Still, it is important to understand that this emphasis on personal relationship primarily means allowing Jesus’ spirit to shape your life. It focuses on imitating Jesus who is described as “the first and greatest evangelizer sent by God” (#103 of the Aparecida Document). This is not so much about the ability of an individual to obtain salvation simply by asking for it as touted by Evangelicals, as it is about living in such a close relationship with Christ that you too carry the good news of the Gospel to the poor.
Again the nature of the good news in this theology comes as a surprise. It emphasizes the dignity of every person being created in God’s image rather than the forgiveness of sin achieved in the crucifixion. Jesus is described as “the human face of God and the divine face of the human” (Aparecida #107) sent to make us “sharers in the divine nature” (Aparecida #348). Obviously, we are talking about sanctification that sounds more like Eastern Orthodoxy than what we are used to hearing from Western Christianity.
The Latin American bishops think this theology reflects new directions in which the Holy Spirit is leading the church, new directions that demand pastoral and institutional reform for Roman Catholics (Aparecida #367).
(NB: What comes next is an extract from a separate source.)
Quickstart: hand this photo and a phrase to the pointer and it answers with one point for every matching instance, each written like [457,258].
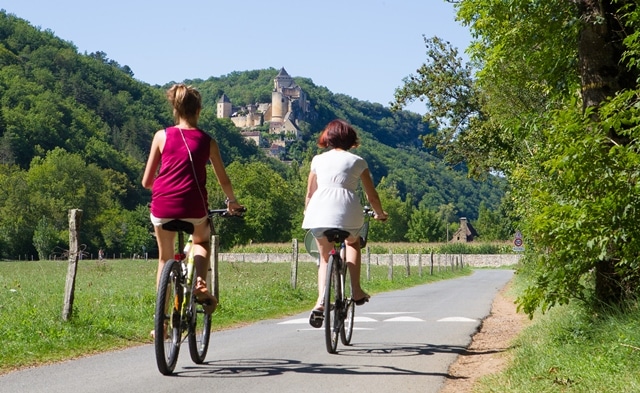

I am sharing their thoughts because I think they also present a challenge for Protestants. The times call for all Christians to take responsibility for proclaiming the Gospel to those around them rather than agonizing on whether they themselves are saved.
I think I first realized how relevant this challenge is after making a somewhat whimsical ad-lib at the end of a sermon decades ago. I must have been frustrated after preaching about evangelism to a Lutheran congregation trained to think of Christian life wholly contained in a 16th century understanding of justification by faith. At any rate, I remember blurting out that I sometimes wish that Jesus had said, “None of you are saved unless all of you are saved.” I suggested this would perhaps motivate us to take more seriously our responsibility to spread the Gospel message. Totally unexpectedly, the congregation wanted to talk about the implications of the ad-lib rather than the rest of the rather conventional sermon.